In The Shocking History of Advertising by E.S. Turner we came across this concerning the post-civil-war period:
“To any rising advertising man in America at this time, it would appear that the patent medicine field offered a great professional opportunity. This is admitted by Claude C. Hopkins in My Life in Advertising… Hopkins is one of the few who have given patent medicine manufacturers any credit for their honesty, and it is only fair to quote his tribute. “I have never known higher-minded men than those who engaged in these enterprises,’ he says. “They felt that they were serving humanity by offering good remedies for common conditions at very modest cost. They were aiding those who could not afford physicians. There was much reason in their arguments. Every medicine maker received thousands of testimonials. And I still believe that those medicine makers did far more good than harm.”

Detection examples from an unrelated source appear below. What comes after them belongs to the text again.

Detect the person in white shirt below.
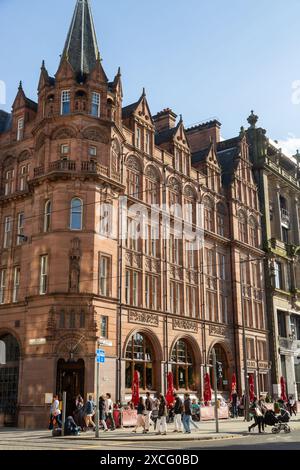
[105,393,116,431]
[50,395,62,429]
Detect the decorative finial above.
[247,110,259,129]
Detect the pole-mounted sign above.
[0,341,6,365]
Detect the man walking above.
[105,393,116,431]
[145,392,153,432]
[173,393,183,432]
[156,394,168,436]
[182,393,192,434]
[85,395,96,431]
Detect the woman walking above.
[156,394,168,436]
[132,397,146,434]
[248,398,265,434]
[99,395,108,432]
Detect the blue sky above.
[0,0,300,151]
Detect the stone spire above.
[62,0,100,76]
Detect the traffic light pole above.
[212,349,219,434]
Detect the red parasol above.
[249,374,255,402]
[131,370,140,406]
[280,377,287,401]
[204,374,212,403]
[230,374,236,400]
[166,372,175,407]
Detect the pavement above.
[0,419,300,451]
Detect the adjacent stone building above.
[0,0,271,427]
[247,117,300,399]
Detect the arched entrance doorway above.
[171,339,197,391]
[125,333,158,392]
[56,359,85,416]
[0,334,20,426]
[210,344,230,395]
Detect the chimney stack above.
[153,108,177,132]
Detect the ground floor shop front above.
[0,312,271,428]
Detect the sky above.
[0,0,300,154]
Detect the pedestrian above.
[231,389,238,418]
[287,396,297,416]
[173,393,183,432]
[132,397,146,434]
[145,392,154,432]
[73,395,86,430]
[49,395,62,431]
[105,393,116,431]
[156,394,168,436]
[182,393,192,434]
[99,395,108,432]
[248,397,265,434]
[85,395,96,431]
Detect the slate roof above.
[62,0,99,75]
[0,109,12,133]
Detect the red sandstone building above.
[0,0,271,427]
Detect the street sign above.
[96,349,105,364]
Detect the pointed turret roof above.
[62,0,100,75]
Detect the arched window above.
[70,197,83,230]
[217,203,228,237]
[126,333,155,390]
[210,344,231,392]
[203,198,215,232]
[249,217,258,247]
[44,201,52,232]
[238,212,248,243]
[145,165,160,205]
[171,340,196,390]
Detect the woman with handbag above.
[132,397,146,434]
[248,398,265,434]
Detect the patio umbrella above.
[230,374,236,400]
[204,374,212,403]
[166,372,175,407]
[131,370,140,406]
[249,374,255,402]
[280,377,287,401]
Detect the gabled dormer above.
[122,89,155,155]
[11,82,38,142]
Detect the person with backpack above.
[49,395,62,431]
[85,395,96,431]
[99,395,108,432]
[182,393,192,434]
[132,397,146,434]
[173,393,183,432]
[105,393,116,431]
[145,392,154,433]
[156,394,168,436]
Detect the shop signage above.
[128,311,159,327]
[209,325,227,338]
[29,338,47,346]
[173,318,198,333]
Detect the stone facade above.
[0,1,271,427]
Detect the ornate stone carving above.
[168,178,181,193]
[83,128,109,144]
[126,155,142,172]
[209,325,227,338]
[146,165,160,181]
[52,127,76,140]
[128,311,159,327]
[173,318,199,333]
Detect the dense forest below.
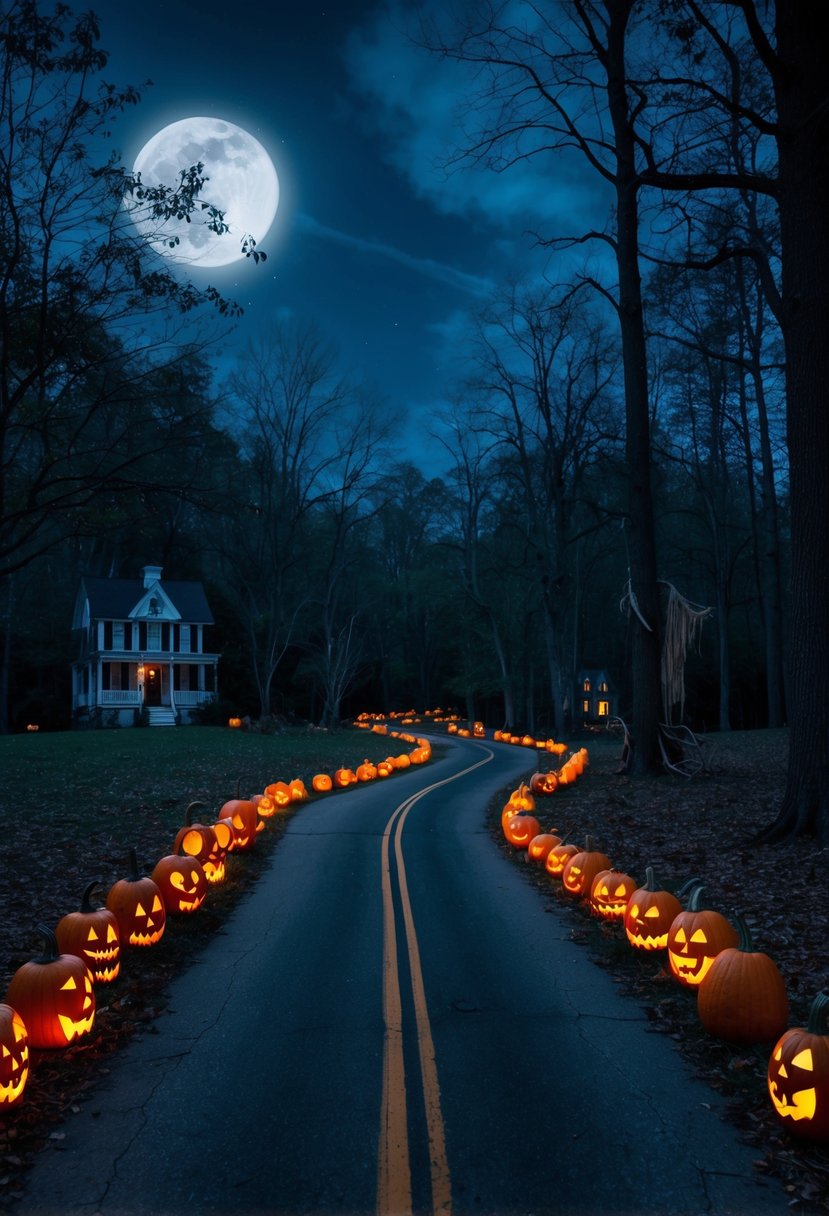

The last third of the 19th century is when cannabis as a medicine was approaching its peak usage in the U.S. Undoubtedly the herb was a component of some patent medicines, maybe the predominant one in some. If an analytic chemist could obtain samples of the leading patent medicines of the day and test them for cannabinoid residue… I’d start at the Smithsonian… Are there extant bottles of Dr. Rowell’s powder? Dr. Brandreth’s? Dr. Hembold’s? (Hembold was the “Prince of Druggists.”) Assuming you got some products to test, if you got a hit, it would be a big story. And if you didn’t, it would be a small story. But as they say in LA, as long as they spell it right.